Ознакомительная версия.
— Что вы сказали Дженни, доктор?
— Что у вас обоих все в порядке.
— Она поверила?
— Думаю, да.
— Когда нам придется сказать ей правду?
— Сейчас это зависит от вас.
От меня! Господи, да от меня сейчас даже дыхание не зависело.
Доктор объяснил, что у медицины есть лишь паллиативные средства для лечения той формы лейкемии, что была у Дженни. Они могут облегчить болезнь, замедлить ее — но не остановить. Поэтому сейчас решение зависело от меня. Терапию можно на время отложить.
В эту минуту я думал лишь об одном — как все это чудовищно гнусно.
— Но ей только двадцать четыре года, — крикнул я. Доктор терпеливо кивнул. Он не хуже меня знал возраст Дженни, однако понимал, каково мне сейчас. Потом до меня дошло, что я не могу просидеть в кабинете у этого человека всю жизнь. Я спросил его, что делать дальше. В смысле, как мне себя вести? Он посоветовал вести себя как обычно, словно ничего не случилось. Как можно дольше. Я поблагодарил его и вышел на улицу.
Как обычно. Словно ничего не случилось.
Как обычно?!
Я стал думать о Боге.
В сознание начала закрадываться мысль о некоем Высшем Существе, обитающем где-то вовне. Не потому, что мне хотелось врезать ему по морде, избить до полусмерти за то, что он собирался сделать со мной — то есть с Дженни. Мои религиозные чувства были совсем иные. В том смысле, что, просыпаясь по утрам, я видел рядом Дженни. По-прежнему рядом. И неловко, даже стыдно сказать, но я надеялся, что где-то есть Бог, которого я мог поблагодарить. Благодарю тебя, Господи, за то, что, просыпаясь, я вижу рядом Дженни.

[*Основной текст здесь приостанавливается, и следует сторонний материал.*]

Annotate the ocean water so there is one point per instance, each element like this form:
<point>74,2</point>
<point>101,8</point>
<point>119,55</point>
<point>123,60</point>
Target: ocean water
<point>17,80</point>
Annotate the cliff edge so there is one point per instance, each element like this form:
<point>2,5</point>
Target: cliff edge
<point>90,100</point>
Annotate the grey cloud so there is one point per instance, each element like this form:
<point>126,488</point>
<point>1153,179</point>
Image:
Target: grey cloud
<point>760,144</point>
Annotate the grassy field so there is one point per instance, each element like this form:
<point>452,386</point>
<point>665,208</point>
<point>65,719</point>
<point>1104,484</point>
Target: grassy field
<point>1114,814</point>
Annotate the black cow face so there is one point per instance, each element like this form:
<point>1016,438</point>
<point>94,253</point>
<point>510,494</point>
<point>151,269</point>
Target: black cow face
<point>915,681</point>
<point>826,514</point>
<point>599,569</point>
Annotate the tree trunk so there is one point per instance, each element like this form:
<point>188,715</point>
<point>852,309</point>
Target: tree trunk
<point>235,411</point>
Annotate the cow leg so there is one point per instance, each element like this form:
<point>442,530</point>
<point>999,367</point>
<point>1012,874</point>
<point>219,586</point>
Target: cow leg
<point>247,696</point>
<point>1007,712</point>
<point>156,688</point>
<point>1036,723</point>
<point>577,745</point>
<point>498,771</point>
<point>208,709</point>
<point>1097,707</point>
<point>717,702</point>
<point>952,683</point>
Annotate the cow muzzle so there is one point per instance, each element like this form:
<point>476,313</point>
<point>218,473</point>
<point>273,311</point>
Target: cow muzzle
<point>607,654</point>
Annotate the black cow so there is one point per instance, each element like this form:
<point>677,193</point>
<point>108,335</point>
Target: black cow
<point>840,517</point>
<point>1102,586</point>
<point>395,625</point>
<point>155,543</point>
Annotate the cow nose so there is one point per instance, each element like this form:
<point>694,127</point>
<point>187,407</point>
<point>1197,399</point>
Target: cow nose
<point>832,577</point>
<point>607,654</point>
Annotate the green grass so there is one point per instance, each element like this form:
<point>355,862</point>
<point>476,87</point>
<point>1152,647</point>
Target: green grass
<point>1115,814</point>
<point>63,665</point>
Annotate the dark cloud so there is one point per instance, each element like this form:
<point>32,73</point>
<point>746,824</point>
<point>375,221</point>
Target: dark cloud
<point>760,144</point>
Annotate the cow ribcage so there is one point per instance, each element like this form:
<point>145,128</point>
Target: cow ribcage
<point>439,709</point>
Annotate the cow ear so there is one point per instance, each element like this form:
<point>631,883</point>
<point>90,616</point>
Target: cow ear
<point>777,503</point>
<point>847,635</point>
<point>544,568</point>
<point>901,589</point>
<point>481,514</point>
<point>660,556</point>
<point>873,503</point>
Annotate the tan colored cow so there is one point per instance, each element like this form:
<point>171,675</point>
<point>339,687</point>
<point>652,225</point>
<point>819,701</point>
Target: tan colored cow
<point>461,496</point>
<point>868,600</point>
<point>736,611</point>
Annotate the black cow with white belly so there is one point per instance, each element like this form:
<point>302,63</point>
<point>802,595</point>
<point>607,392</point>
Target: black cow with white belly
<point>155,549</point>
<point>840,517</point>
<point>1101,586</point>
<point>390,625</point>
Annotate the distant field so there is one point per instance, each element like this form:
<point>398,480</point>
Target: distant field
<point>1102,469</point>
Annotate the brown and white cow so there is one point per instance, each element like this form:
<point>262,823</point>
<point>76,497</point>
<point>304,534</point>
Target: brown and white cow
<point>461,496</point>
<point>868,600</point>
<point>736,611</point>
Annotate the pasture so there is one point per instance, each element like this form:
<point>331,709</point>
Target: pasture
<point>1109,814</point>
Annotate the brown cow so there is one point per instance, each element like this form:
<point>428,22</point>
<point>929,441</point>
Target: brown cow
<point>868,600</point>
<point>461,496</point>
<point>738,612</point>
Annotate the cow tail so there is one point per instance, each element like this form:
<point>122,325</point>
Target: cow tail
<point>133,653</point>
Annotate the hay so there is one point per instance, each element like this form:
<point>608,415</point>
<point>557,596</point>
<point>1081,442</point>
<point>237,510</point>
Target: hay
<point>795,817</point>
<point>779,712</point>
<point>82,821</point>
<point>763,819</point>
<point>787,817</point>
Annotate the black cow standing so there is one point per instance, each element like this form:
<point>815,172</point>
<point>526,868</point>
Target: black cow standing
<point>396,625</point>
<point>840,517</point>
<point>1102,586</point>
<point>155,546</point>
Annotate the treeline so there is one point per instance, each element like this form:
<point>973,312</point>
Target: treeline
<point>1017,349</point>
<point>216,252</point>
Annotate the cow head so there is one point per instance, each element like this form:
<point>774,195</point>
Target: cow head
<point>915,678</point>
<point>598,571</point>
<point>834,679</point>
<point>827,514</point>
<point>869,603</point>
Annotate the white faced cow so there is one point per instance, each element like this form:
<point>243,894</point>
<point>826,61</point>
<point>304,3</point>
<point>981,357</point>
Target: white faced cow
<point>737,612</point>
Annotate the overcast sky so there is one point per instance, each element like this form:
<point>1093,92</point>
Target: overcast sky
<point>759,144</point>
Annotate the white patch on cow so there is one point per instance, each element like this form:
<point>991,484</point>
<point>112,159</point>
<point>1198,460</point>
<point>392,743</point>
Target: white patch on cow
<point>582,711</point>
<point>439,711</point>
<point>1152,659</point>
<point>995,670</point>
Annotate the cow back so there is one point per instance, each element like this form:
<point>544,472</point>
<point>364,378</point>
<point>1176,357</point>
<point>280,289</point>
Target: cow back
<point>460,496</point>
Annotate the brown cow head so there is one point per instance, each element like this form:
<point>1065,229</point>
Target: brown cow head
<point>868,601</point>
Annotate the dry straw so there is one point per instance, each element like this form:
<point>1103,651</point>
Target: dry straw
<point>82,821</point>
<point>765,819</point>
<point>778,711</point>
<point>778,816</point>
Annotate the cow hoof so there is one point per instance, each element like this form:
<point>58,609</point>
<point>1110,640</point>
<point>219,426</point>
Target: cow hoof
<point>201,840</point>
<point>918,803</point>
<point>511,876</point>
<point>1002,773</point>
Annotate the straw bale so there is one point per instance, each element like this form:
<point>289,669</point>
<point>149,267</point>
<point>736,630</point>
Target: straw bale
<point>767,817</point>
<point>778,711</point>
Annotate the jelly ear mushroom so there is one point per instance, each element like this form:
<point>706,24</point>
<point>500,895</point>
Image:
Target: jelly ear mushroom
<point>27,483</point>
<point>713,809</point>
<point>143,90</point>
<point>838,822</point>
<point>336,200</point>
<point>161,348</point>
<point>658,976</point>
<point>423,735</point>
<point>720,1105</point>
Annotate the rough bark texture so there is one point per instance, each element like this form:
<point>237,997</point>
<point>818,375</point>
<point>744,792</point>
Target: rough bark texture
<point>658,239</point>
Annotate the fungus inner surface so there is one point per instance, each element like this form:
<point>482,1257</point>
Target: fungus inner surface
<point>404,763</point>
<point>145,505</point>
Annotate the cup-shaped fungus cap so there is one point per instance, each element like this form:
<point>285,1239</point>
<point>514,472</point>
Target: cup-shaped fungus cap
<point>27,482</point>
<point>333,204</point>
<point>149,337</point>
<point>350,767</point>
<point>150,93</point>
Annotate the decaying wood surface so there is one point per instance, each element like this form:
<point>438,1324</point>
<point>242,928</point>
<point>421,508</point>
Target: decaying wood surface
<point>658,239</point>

Я изо всех сил старался вести себя как обычно, по-, этому, конечно, позволял ей готовить завтраки и так далее.
— Сегодня увидишься со Страттоном? — спросила она, когда я доедал вторую тарелку хлопьев.
— С кем? — не понял я.
— С Рэймондом Страттоном, — повторила она. — С твоим лучшим другом, бывшим соседом по комнате.
— Да, мы собирались поиграть в сквош, но я, пожалуй, не пойду.
— Глупо.
— Что, Дженни?
— Ты не должен пропускать игры. Я не хочу, чтобы у меня был дряблый муж, черт возьми.
— О’кей, — сказал я. — Но тогда давай пообедаем где-нибудь в центре.
— Зачем?
— Что значит зачем? — рявкнул я, пытаясь привести себя в притворный гнев. — Имею я право сводить свою проклятую жену в ресторан или нет?
— Кто она, Барретт? Как ее зовут?
— Кого?
— Как это кого? Если ты по будням приглашаешь жену в ресторан, значит ты с кем-то ебешься на стороне!
— Дженнифер! — взревел я, теперь рассердившись всерьез. — Я не потерплю таких разговоров у себя дома за завтраком!
— Ладно, тогда поговорим у меня дома за обедом. О’кей?
— О’кей.
* * *
И я сказал этому самому Богу, где бы и кто бы он ни был, что я с радостью соглашусь, чтобы все осталось как есть. Пусть я буду страдать, сэр, я не против. Пусть я буду знать все, лишь бы не знала Дженни. Ты слышишь меня, Господи? Назови свою цену.
— Оливер!
— Да, мистер Джонас?
Он вызвал меня к себе в кабинет.
— Ты знаком с делом Бека?
Еще бы. Роберт Л. Бек работал фотографом в «Лайфе». Его чуть не убили чикагские полицейские, когда он фотографировал там массовые волнения. Джонас считал это дело одним из важнейших для фирмы.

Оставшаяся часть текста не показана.